Matthew Trunnell, CIO, VP of IT at Fred Hutchinson Cancer Research Center & Executive Director, Hutch Data Commonwealth

It was 5 p.m. on October 16, 2017.  Students and alumni filled a three-tiered Eastside Executive Center classroom as Matthew Trunnell, CIO & VP of IT at Fred Hutchinson Cancer Research Center took the podium as the Tech @ Top Speaker.  Matthew leads an enterprise IT organization of 90 members. He built and is the Executive Director of Hutch Data Commonwealth, a team focused on building new capabilities for powering data to advance science and cure cancer and related diseases in more patients. (The Hutch Data Commonwealth: changing the way we do science)

Matthew said, “It’s a tremendous time to be involved in data and biomedicine.  The opportunity and challenge in science is that we have data coming from multiple sources at scales that we are unaccustomed to.”  I was fascinated by Matthew’s description of structured data (e.g. electronic medical records, medical images, and prescriptions) and vast unstructured, non-traditional consumer data – such as credit card purchases, gym memberships, Facebook posts, tweets, and blogs – that may be available for a healthcare provider to better understand patients and inform decisions.

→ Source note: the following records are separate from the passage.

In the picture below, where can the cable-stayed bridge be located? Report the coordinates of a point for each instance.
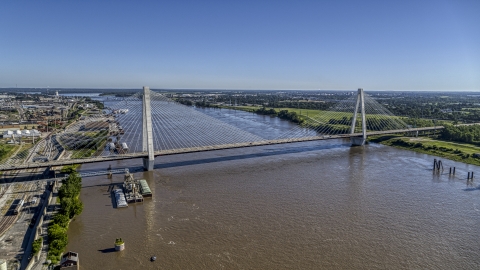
(149, 124)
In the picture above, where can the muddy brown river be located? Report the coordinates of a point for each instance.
(314, 205)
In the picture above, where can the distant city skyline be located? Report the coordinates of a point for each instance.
(242, 45)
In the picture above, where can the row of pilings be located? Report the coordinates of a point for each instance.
(438, 167)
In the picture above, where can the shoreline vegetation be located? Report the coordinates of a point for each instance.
(70, 206)
(457, 143)
(462, 152)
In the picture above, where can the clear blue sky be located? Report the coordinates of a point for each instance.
(377, 45)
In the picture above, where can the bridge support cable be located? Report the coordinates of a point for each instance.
(147, 142)
(176, 128)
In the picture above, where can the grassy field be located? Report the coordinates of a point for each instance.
(462, 152)
(6, 150)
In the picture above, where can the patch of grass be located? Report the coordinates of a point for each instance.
(462, 152)
(6, 150)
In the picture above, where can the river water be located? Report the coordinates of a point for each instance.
(313, 205)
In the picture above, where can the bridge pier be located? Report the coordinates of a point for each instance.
(147, 141)
(359, 141)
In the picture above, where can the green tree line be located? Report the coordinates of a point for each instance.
(71, 205)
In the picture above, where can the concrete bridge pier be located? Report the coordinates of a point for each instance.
(147, 141)
(358, 141)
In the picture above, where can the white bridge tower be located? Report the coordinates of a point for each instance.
(360, 102)
(147, 142)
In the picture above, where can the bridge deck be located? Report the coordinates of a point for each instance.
(63, 162)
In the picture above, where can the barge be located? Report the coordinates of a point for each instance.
(120, 198)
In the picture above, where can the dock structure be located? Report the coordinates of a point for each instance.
(131, 188)
(144, 188)
(120, 198)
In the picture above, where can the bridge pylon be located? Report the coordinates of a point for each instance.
(147, 142)
(360, 103)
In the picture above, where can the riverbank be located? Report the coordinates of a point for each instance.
(462, 152)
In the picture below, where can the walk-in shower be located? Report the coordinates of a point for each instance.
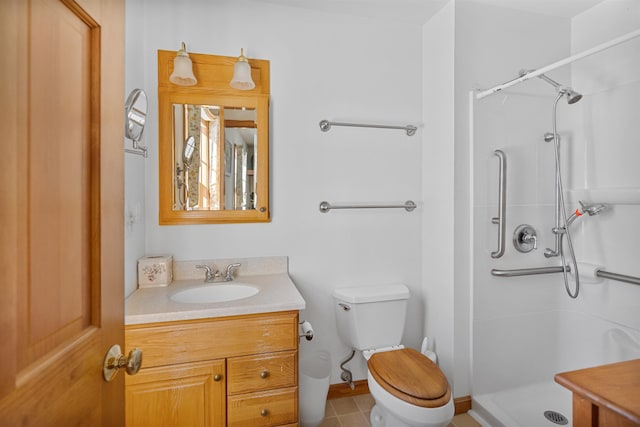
(525, 329)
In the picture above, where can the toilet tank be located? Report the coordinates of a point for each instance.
(371, 317)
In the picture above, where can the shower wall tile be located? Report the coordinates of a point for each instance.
(515, 124)
(499, 297)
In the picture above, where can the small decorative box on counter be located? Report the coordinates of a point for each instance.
(155, 271)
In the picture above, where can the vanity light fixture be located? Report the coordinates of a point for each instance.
(183, 69)
(242, 74)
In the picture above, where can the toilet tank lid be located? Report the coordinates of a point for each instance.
(363, 294)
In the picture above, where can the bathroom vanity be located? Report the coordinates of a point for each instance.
(231, 363)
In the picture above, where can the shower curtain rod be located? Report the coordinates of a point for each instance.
(550, 67)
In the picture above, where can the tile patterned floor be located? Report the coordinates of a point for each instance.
(354, 412)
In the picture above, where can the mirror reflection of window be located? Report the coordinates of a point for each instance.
(216, 163)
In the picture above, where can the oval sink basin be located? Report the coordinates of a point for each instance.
(214, 293)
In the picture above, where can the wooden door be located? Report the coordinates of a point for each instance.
(61, 211)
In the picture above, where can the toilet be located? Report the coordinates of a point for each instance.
(408, 387)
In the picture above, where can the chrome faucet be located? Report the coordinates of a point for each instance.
(229, 275)
(212, 273)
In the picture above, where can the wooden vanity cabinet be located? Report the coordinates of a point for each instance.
(230, 371)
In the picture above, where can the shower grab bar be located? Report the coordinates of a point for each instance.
(527, 271)
(325, 126)
(502, 201)
(619, 277)
(546, 270)
(325, 207)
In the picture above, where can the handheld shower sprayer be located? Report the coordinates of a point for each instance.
(590, 210)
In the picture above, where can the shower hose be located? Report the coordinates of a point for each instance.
(564, 230)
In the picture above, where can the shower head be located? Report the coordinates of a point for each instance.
(572, 95)
(593, 209)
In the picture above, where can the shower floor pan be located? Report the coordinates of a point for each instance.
(524, 406)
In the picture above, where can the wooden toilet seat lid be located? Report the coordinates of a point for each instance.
(410, 376)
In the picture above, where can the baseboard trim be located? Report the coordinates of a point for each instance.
(337, 391)
(462, 404)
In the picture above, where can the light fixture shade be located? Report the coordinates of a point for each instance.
(183, 69)
(242, 74)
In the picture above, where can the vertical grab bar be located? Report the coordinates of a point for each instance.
(502, 202)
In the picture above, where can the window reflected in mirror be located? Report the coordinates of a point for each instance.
(213, 144)
(215, 152)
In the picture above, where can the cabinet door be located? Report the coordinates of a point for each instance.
(191, 394)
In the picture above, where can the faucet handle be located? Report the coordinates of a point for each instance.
(230, 267)
(212, 273)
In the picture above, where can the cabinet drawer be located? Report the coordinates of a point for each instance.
(262, 372)
(265, 409)
(192, 341)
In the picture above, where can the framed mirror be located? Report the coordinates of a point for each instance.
(214, 144)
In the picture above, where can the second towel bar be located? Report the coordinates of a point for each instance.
(325, 125)
(325, 207)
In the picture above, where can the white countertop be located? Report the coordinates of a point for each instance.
(149, 305)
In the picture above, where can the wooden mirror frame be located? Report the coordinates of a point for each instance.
(213, 74)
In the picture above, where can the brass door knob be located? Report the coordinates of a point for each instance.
(114, 360)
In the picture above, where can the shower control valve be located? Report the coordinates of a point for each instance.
(525, 238)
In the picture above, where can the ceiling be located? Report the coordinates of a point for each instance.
(420, 11)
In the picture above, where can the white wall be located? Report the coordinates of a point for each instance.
(438, 259)
(134, 165)
(323, 66)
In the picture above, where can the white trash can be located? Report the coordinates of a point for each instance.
(314, 377)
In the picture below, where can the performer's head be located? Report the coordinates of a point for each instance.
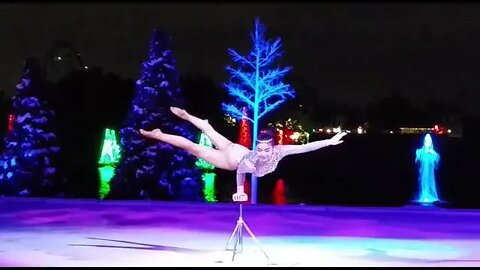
(265, 143)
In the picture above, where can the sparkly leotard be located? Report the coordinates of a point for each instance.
(263, 169)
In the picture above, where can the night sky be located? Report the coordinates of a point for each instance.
(349, 53)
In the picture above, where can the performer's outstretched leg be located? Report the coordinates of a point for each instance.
(215, 157)
(217, 139)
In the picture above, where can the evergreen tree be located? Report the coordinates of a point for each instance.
(27, 166)
(151, 169)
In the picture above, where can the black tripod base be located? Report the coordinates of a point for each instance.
(237, 239)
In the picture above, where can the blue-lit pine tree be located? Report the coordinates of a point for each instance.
(27, 166)
(151, 169)
(257, 84)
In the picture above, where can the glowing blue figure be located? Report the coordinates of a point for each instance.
(427, 159)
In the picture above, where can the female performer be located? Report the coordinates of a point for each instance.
(231, 156)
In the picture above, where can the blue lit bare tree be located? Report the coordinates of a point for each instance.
(257, 84)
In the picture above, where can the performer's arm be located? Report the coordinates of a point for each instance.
(298, 149)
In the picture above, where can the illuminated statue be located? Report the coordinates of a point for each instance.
(427, 160)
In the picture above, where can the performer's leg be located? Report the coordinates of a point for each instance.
(217, 139)
(215, 157)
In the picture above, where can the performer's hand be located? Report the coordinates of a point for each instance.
(240, 197)
(337, 139)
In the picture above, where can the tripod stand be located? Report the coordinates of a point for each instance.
(238, 235)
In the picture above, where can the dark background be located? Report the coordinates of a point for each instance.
(388, 65)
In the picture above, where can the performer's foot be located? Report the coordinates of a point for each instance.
(179, 112)
(154, 134)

He added, “For example, The University of Washington health system has 4 million patients and about 400,000 or 10% are cancer patients.  But in any given year or for any given type of cancer we may want to study, the numbers drop pretty low.  There is some hint that maybe we can leverage this internet scale of data directly by leveraging alternate data sources.  In the summer of 2015, Microsoft Research published a paper that demonstrated that by analyzing the history of search terms, they were able to conclusively identify pancreatic cancer before it had been diagnosed medically.  This is a tremendously different way to think about what we do.

The complex data integration is rapidly evolving and connects to three technology areas of focus for the Commonwealth: natural language processing to extract information from clinical records, the application of “deep learning” to medical image analysis, and the collection and analysis of data from mobile devices.  The data revolution is creating new jobs that require different skills and competencies, such as UI/UX and data engineering,

With Fred Hutch’s promising mission to cure most cancers by 2025, Matthew shared how Fred Hutch is developing partnerships with regional technology and research organizations to drive data sharing and collaboration.  Our group was interested to learn that Microsoft CEO Satya Nadella joined the Fred Hutch board in 2016.  Geekwire recently described Fred Hutch’s growing partnership efforts that include Amazon and Microsoft.